Think about the father who had only one goal, find my son. He traveled from village after village with no luck asking “Have you seen my son? He was taken from me and I want him home.”

This story is a picture of the God searching for His children who don’t know their father. Our heavenly Father won’t stop looking till all the lost are found.

2 Corinthians 5:18-19 tells us that God brings us back to himself by blotting out our sins and making us right with Him. When we trust in Christ, we are no longer God’s enemies because we have been reconciled to God. We have the privilege of encouraging others to do the same. We have been given the task of reconciling people to Jesus. God makes his appeal through us. We need to display the character of Jesus through our love for one another. Our job is to spread the good news, and the Holy Spirit’s job is to move the person into a relationship with Christ.

Henri Nouwen’s The Return of the Prodigal Son suggests that all Christians at some point in their faith walk are represented by each of the three main characters: the wayward child who needs repentance and forgiveness; the big brother who wants to hold on to resentment and withhold forgiveness; and when we mature, we become like the father who has the highest desire to have all his children reconciled.

When I was dating my husband in high school, he loved old cars that needed restoring. When I looked at his latest “find” I would see chipped paint, worn upholstery and dented fenders. I thought the car was a wreck but what he saw was a work in progress. I saw the present. He saw the finished product. What does God see when he sees us? Does he see a wreck or a work in progress? God teaches, reveals and offers but he never pushes his way into the heart. God wants us to invite him in. God can turn a wreck into a magnificent masterpiece – a mighty work in progress.

Read aloud the story of the Prodigal Son (Luke 15:11-32)

  1. Why does the younger son leave? How does his leaving hurt the father?
  2. What eventually happens to the younger son?
  3. How did the younger son ask for forgiveness? What do you think the son expects from the father? What does the father offer to the son?
  4. Does the older brother forgive his brother? Why or why not?
  5. What will it take for the father and son to be reconciled? What will it take for the brothers to be reconciled?
  6. Who do you identify with most in the story?

You have been given the Ministry of Reconciliation and the privilege and opportunity to bring others to Christ.

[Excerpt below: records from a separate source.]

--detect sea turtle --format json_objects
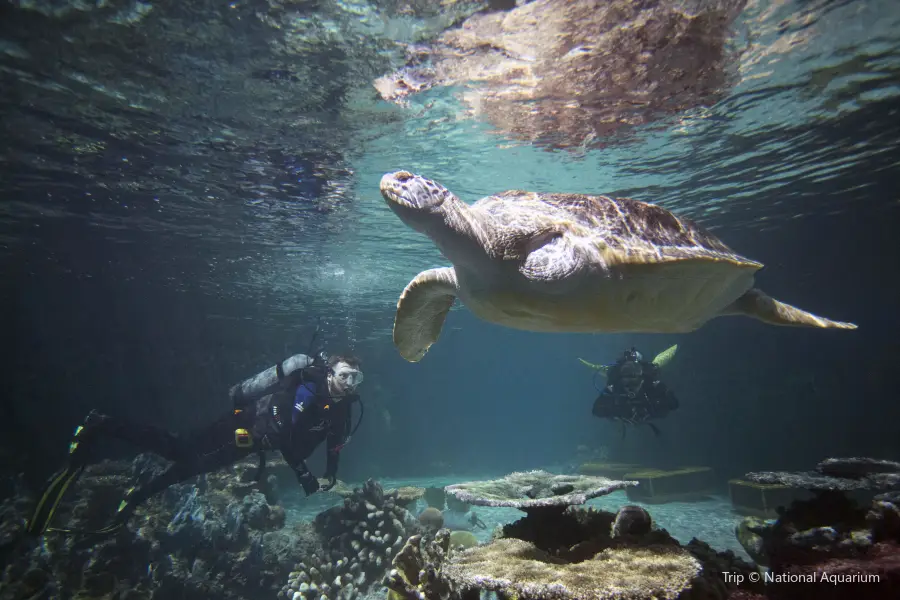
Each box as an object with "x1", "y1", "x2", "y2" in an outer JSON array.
[{"x1": 381, "y1": 171, "x2": 856, "y2": 362}]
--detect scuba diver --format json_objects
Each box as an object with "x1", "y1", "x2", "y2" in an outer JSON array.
[
  {"x1": 27, "y1": 353, "x2": 363, "y2": 535},
  {"x1": 578, "y1": 346, "x2": 678, "y2": 438}
]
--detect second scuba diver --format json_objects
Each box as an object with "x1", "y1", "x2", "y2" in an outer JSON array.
[
  {"x1": 579, "y1": 346, "x2": 678, "y2": 437},
  {"x1": 27, "y1": 354, "x2": 363, "y2": 535}
]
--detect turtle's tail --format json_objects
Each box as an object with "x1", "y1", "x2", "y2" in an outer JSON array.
[{"x1": 722, "y1": 288, "x2": 856, "y2": 329}]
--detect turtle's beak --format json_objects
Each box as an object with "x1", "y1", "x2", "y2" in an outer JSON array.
[{"x1": 381, "y1": 171, "x2": 451, "y2": 212}]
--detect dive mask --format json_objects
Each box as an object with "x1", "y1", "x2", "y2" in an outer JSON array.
[{"x1": 334, "y1": 368, "x2": 363, "y2": 389}]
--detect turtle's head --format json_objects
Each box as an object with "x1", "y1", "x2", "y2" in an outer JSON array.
[{"x1": 381, "y1": 171, "x2": 454, "y2": 233}]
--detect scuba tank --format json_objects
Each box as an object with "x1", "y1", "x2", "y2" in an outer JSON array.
[{"x1": 228, "y1": 354, "x2": 318, "y2": 410}]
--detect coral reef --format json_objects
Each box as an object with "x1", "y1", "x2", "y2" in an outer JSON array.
[
  {"x1": 386, "y1": 471, "x2": 761, "y2": 600},
  {"x1": 424, "y1": 487, "x2": 446, "y2": 510},
  {"x1": 0, "y1": 455, "x2": 310, "y2": 600},
  {"x1": 444, "y1": 471, "x2": 637, "y2": 511},
  {"x1": 384, "y1": 529, "x2": 458, "y2": 600},
  {"x1": 612, "y1": 504, "x2": 653, "y2": 538},
  {"x1": 304, "y1": 479, "x2": 418, "y2": 600},
  {"x1": 374, "y1": 0, "x2": 745, "y2": 148},
  {"x1": 385, "y1": 486, "x2": 425, "y2": 510},
  {"x1": 736, "y1": 458, "x2": 900, "y2": 600},
  {"x1": 443, "y1": 538, "x2": 702, "y2": 600},
  {"x1": 744, "y1": 458, "x2": 900, "y2": 492}
]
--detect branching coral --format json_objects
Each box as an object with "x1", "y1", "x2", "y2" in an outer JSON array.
[
  {"x1": 444, "y1": 471, "x2": 638, "y2": 510},
  {"x1": 443, "y1": 538, "x2": 701, "y2": 600}
]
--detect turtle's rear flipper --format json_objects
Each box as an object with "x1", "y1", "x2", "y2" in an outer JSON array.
[
  {"x1": 394, "y1": 267, "x2": 456, "y2": 362},
  {"x1": 722, "y1": 288, "x2": 856, "y2": 329}
]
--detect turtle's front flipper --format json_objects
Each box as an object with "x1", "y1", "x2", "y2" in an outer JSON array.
[
  {"x1": 722, "y1": 288, "x2": 856, "y2": 329},
  {"x1": 394, "y1": 267, "x2": 456, "y2": 362}
]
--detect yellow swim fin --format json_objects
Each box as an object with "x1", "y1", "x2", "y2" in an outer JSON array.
[
  {"x1": 653, "y1": 344, "x2": 678, "y2": 369},
  {"x1": 25, "y1": 467, "x2": 84, "y2": 535},
  {"x1": 578, "y1": 358, "x2": 609, "y2": 377}
]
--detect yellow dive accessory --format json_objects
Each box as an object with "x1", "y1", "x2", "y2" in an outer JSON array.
[
  {"x1": 578, "y1": 344, "x2": 678, "y2": 377},
  {"x1": 234, "y1": 428, "x2": 253, "y2": 448},
  {"x1": 26, "y1": 468, "x2": 84, "y2": 535}
]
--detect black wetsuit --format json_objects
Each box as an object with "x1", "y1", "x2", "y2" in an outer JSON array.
[
  {"x1": 72, "y1": 368, "x2": 359, "y2": 516},
  {"x1": 592, "y1": 360, "x2": 678, "y2": 433}
]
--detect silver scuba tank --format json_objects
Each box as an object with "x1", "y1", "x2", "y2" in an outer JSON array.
[{"x1": 228, "y1": 354, "x2": 313, "y2": 408}]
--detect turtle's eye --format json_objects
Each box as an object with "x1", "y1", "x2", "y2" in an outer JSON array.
[{"x1": 381, "y1": 171, "x2": 450, "y2": 210}]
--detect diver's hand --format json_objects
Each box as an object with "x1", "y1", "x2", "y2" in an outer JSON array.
[
  {"x1": 297, "y1": 472, "x2": 319, "y2": 496},
  {"x1": 319, "y1": 475, "x2": 337, "y2": 492}
]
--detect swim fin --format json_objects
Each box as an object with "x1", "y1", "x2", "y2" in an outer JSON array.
[
  {"x1": 47, "y1": 488, "x2": 135, "y2": 535},
  {"x1": 25, "y1": 411, "x2": 96, "y2": 535},
  {"x1": 25, "y1": 466, "x2": 84, "y2": 535}
]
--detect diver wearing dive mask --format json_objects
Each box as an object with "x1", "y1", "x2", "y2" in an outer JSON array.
[
  {"x1": 592, "y1": 348, "x2": 678, "y2": 436},
  {"x1": 27, "y1": 354, "x2": 363, "y2": 535}
]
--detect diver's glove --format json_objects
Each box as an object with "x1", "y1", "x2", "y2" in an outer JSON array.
[
  {"x1": 320, "y1": 475, "x2": 337, "y2": 492},
  {"x1": 297, "y1": 471, "x2": 319, "y2": 496}
]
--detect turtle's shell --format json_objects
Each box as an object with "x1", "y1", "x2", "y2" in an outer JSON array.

  1. Who has the Lord placed in your life that doesn’t know Jesus or has walked away from him? Pray for them daily that the Lord will touch their heart and they will be open the Lord’s promptings to want to know Jesus.
  2. Reflect on this as you go about your usual day: As a Minister of Reconciliation, how can I develop relationships with non-believers so they will want to know my story and I can share my testimony?